江浪接过蛋糕,看了一眼正从车顶上爬下来,一脸忐忑的韩更。
他招了招手。
“韩更,过来。”
韩更走过来,象个做错事的小学生。
“导演,我……”
“不用紧张。”
江浪打断了他,指了指监视器的回放画面。
“你来看看。”
“你的身体素质很好,这是你的优势。”
“刚才那几个晃动,肖秧都快飞出去了,你还能稳住重心,这说明你的内核力量很强,舞蹈没白练。”
听到这话,韩更愣了一下。
他以为会被骂,没想到是被夸。
旁边的经纪人眼睛一亮,耳朵立刻竖了起来。
“但是。”
江浪话锋一转,指着屏幕上韩更的脸。
“电影表演,和舞台表演是两码事。”
“舞台上,你要展示最完美的自己,要抓镜头。”
“但在电影里,尤其是这种灾难戏里,你要忘掉镜头。”
“你要相信,你脚下就是万丈深渊。”
江浪站起身,拍了拍韩更的肩膀。
“你没参加训练营,这对这种无实物表演确实很难适应。”
“这不怪你。”
“待会儿你试着把重心放低,不要用肌肉去对抗晃动,而是顺着它,甚至……稍微夸大一点你的失衡感。”
“哪怕摔倒也没关系,摔倒了反而更真实。”
韩更听得很认真,频频点头。
“我明白了,导演。”
“那种……失控的感觉,对吗?”
“对,就是失控。”
江浪笑了笑,眼神里带着鼓励。
“你是新人演员,能做到这一步已经很不错了。”
“这几条虽然ng了,但有几个动作非常漂亮,剪辑出来绝对帅炸。”
这一番话,说得滴水不漏。
既指出了问题,又给了台阶,还顺带夸了一波。
韩更的经纪人站在旁边,笑得脸上的粉都快掉下来了。
“哎呀,江导真是太会调教演员了。”
“我们韩更就是需要您这样的导演点拨。”
她心里的小算盘已经打得飞起。
回头通稿就写:《灵笼》片场江浪盛赞韩更,称其动作戏天赋异禀,舞蹈功底惊艳全场。
这热度,不就来了吗?
江浪看着经纪人那眉开眼笑的样子,只是淡淡地笑了笑,低头喝了一口咖啡。
咖啡有点甜。
但他并不讨厌这种世故的味道。
……
下午五点。
夕阳的馀晖通过演播室高处的窗户洒进来。
“好!最后一条!过!”
随着江浪的一声令下,三号棚里爆发出了一阵欢呼。
这一场原本预计要拍到晚上的车震大戏,终于在太阳落山前搞定了。
朱雅文从车里爬出来,整个人象是被抽了骨头一样,直接瘫在地上。
“我的妈呀……”
“终于结束了。

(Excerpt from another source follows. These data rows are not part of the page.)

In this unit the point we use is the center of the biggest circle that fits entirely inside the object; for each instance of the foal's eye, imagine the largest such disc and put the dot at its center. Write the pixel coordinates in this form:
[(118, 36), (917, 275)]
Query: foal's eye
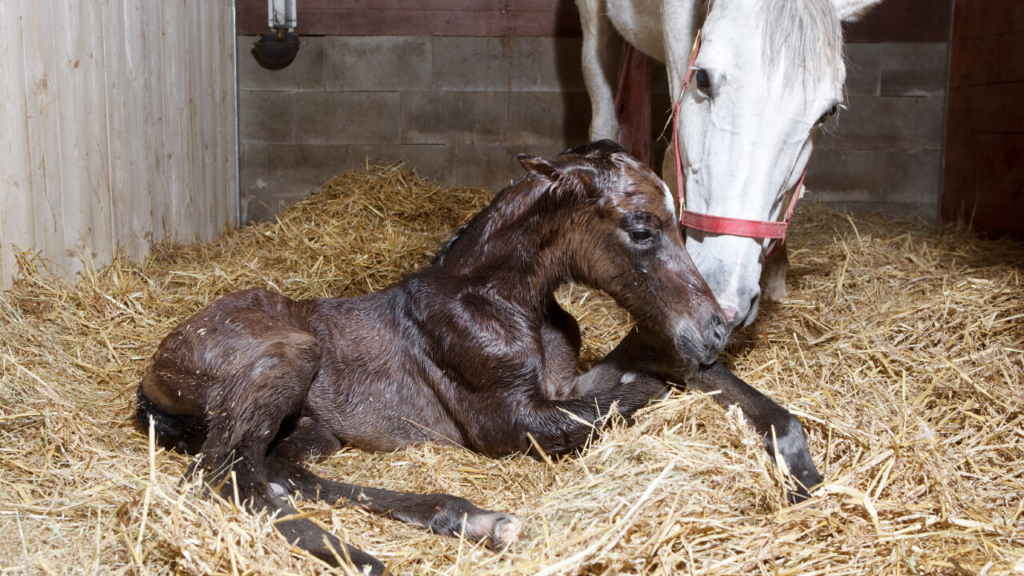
[(832, 112), (704, 82), (640, 236)]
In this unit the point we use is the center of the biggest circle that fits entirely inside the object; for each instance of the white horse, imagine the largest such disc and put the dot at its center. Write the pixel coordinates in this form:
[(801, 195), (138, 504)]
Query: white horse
[(767, 75)]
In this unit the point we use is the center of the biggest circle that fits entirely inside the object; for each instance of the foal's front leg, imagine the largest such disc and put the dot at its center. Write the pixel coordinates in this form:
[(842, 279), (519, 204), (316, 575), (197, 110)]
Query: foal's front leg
[(440, 513), (642, 358), (780, 429)]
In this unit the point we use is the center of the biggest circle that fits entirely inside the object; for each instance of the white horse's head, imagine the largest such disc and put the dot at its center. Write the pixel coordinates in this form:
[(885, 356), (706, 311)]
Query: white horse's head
[(768, 75)]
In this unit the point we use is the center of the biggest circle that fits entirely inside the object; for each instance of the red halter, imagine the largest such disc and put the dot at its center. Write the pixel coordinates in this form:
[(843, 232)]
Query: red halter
[(722, 224)]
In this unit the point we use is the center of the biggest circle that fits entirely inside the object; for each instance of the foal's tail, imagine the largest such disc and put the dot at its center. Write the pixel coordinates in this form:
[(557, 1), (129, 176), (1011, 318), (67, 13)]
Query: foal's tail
[(174, 432)]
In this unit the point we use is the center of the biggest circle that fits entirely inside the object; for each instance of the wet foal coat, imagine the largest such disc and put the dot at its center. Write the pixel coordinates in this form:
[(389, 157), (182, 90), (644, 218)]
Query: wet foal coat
[(472, 351)]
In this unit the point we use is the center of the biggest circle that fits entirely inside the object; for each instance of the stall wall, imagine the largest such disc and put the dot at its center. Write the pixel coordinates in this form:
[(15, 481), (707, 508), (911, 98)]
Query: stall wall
[(984, 165), (457, 88), (117, 127)]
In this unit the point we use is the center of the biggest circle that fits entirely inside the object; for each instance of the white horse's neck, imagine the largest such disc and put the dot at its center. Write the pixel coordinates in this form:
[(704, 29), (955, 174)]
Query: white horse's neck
[(769, 72)]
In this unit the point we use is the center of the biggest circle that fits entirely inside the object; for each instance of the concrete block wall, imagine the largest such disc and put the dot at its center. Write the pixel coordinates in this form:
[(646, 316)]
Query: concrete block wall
[(884, 152), (458, 109)]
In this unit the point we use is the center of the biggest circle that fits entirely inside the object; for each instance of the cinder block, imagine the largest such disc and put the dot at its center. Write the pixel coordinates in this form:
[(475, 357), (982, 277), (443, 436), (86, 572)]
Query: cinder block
[(275, 175), (377, 63), (470, 64), (305, 73), (347, 117), (495, 166), (863, 74), (889, 123), (453, 117), (548, 118), (546, 65), (843, 175), (913, 177), (927, 212), (913, 70), (266, 116), (491, 166)]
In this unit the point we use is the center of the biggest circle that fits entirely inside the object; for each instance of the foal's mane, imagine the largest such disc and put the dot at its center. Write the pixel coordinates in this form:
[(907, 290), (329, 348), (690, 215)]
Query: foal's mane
[(802, 34), (534, 193)]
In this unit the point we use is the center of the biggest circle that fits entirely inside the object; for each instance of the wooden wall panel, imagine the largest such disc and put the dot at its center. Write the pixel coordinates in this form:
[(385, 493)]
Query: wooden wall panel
[(15, 191), (983, 172), (117, 127)]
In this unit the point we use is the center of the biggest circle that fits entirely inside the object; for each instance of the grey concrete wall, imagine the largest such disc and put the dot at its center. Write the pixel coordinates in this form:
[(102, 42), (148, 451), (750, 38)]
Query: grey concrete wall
[(459, 109), (884, 153)]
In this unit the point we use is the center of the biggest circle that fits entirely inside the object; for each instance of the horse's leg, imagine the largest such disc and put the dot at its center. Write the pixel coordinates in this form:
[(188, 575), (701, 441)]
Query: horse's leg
[(307, 535), (773, 275), (780, 429), (669, 170), (600, 65), (441, 513), (640, 361)]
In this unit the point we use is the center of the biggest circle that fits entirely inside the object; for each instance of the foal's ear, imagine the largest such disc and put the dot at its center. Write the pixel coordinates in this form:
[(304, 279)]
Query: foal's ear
[(536, 165)]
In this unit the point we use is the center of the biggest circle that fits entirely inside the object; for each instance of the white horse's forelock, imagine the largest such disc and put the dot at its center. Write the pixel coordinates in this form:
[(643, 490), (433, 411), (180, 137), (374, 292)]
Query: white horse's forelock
[(804, 35)]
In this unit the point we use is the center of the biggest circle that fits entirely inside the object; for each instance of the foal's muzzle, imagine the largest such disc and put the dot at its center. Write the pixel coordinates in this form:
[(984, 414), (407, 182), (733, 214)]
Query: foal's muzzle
[(701, 346)]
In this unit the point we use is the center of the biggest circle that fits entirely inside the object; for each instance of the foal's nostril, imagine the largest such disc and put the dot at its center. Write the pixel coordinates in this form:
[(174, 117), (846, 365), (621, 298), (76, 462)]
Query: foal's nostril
[(717, 333)]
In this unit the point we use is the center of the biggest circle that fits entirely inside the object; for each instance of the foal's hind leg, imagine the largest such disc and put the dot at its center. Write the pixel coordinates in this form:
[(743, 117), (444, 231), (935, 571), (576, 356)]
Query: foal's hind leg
[(246, 372), (441, 513)]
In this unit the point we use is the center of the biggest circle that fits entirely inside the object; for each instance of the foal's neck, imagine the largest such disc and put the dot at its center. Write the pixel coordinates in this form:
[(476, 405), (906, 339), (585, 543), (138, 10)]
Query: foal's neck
[(516, 248)]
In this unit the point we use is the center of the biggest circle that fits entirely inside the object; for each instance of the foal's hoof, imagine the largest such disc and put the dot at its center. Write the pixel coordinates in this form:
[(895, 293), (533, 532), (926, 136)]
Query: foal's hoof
[(498, 530)]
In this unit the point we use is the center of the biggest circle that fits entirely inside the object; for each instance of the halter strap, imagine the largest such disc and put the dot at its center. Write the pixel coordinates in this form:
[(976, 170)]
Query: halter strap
[(775, 231)]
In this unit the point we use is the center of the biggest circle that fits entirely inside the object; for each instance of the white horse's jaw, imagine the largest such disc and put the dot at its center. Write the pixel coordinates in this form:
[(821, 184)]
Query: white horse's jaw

”
“我的火锅……保住了。”
江浪拿着大喇叭,走到了场地中央。
“大家静一静。”
喧闹的人群安静下来,所有人的目光都集中在他身上。
江浪环视了一圈,目光扫过那些疲惫但兴奋的脸庞。
“今天这场戏,我知道大家都很累,也很晕。”
“有人可能会觉得,咱们这是在自讨苦吃。”
“明明后期加个特效就能解决的事,为什么要这么折腾?”
他顿了顿,声音提高了几分。
“因为这就是特效大片的难点。”
“之后的镜头,绿幕会越来越多,实景会越来越少。”
“你们面对的,可能是一块绿布,可能是一个空气,甚至是一个穿着紧身衣的小绿人。”
“在那种环境下,最难的不是动作,是信念感。”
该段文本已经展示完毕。